I'm so sorry to hear that your anxiety is back, but please be kind to your self and don't beat yourself up aout it. Everyone deserves to shut down from time to time. I've had them too...mostly during wedding planning. My MIL is a nightmare but that's another story. You ARE a good mother. You know more than your doctor does b/c at the end of the day, they are your boys and you know what's best.

 
At 3:06 p.m., July 27, 2006, Blogger Barely Sane said...

Oh my!!

Okay, I dont have kids yet (obviously) but my nephew is 15 mos and he still uses bottles. He uses sippy cups too, but always a bottle at night. And a bottle is what my sis brings when running around town.
Screw the Dr! The boys will use a cup when they are darn good & ready for one!! What else did the Dr say? That they should be potty trained already? Driving a car? Speaking fluent French?? Behhh - Dr's a dumbasses at best.
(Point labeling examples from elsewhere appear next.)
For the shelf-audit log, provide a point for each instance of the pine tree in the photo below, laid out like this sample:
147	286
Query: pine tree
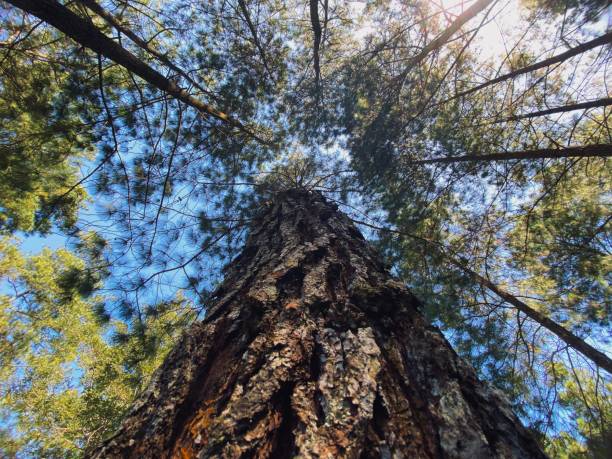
313	350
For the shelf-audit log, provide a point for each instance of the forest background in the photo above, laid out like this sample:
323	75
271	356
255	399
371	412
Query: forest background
468	139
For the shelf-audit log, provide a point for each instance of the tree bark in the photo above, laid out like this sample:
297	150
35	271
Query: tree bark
313	350
584	151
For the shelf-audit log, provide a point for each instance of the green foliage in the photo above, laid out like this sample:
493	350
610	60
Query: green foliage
63	384
42	139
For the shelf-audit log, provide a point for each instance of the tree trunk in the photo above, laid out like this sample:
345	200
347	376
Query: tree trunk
313	350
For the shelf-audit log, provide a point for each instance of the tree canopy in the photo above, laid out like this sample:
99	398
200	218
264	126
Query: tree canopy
469	140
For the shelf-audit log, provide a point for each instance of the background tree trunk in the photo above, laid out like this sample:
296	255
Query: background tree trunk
312	350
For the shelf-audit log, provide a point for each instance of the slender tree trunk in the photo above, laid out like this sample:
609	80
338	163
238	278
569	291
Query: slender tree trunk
86	34
583	47
551	111
313	350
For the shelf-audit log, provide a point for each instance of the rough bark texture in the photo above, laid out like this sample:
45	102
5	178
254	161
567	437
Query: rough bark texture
313	350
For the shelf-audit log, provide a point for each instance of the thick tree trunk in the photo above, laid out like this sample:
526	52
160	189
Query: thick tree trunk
312	350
I get anxiety attacks too. I've been working with a therapist to overcome them - they can be debilatating at times.

Hugs!!

 
At 5:54 p.m., July 27, 2006, Blogger Mary Ellen and Steve said...

I am sorry that you are having panic attacks, and feeling so awful. Hang in there.

 
At 11:37 a.m., July 28, 2006, Blogger Serenity said...

I am sorry about the anxiety attacks. soralis, they sound horrible.

And I agree with the pp - transitioning sounds WAY more peaceful to me than cold turkey.

I hope you find a solution that works for both you and the boys soon.

*hugs*

 
At 8:16 p.m., July 28, 2006, Anonymous Anonymous said...

oh you poor thing, I can't imagine what how hard those few days would have been trying to make the babes usen a cup .. stupid doctor! you are a good mum no matter how you feel about it, you care and you try and that's all anyone can do.

I hope things settle down for you IF is hard what it does to our hearts/minds/soul is indescribable. thinking of you and hoping the anxiety attacks resolve quickly

 
At 5:51 a.m., July 30, 2006, Anonymous Anonymous said...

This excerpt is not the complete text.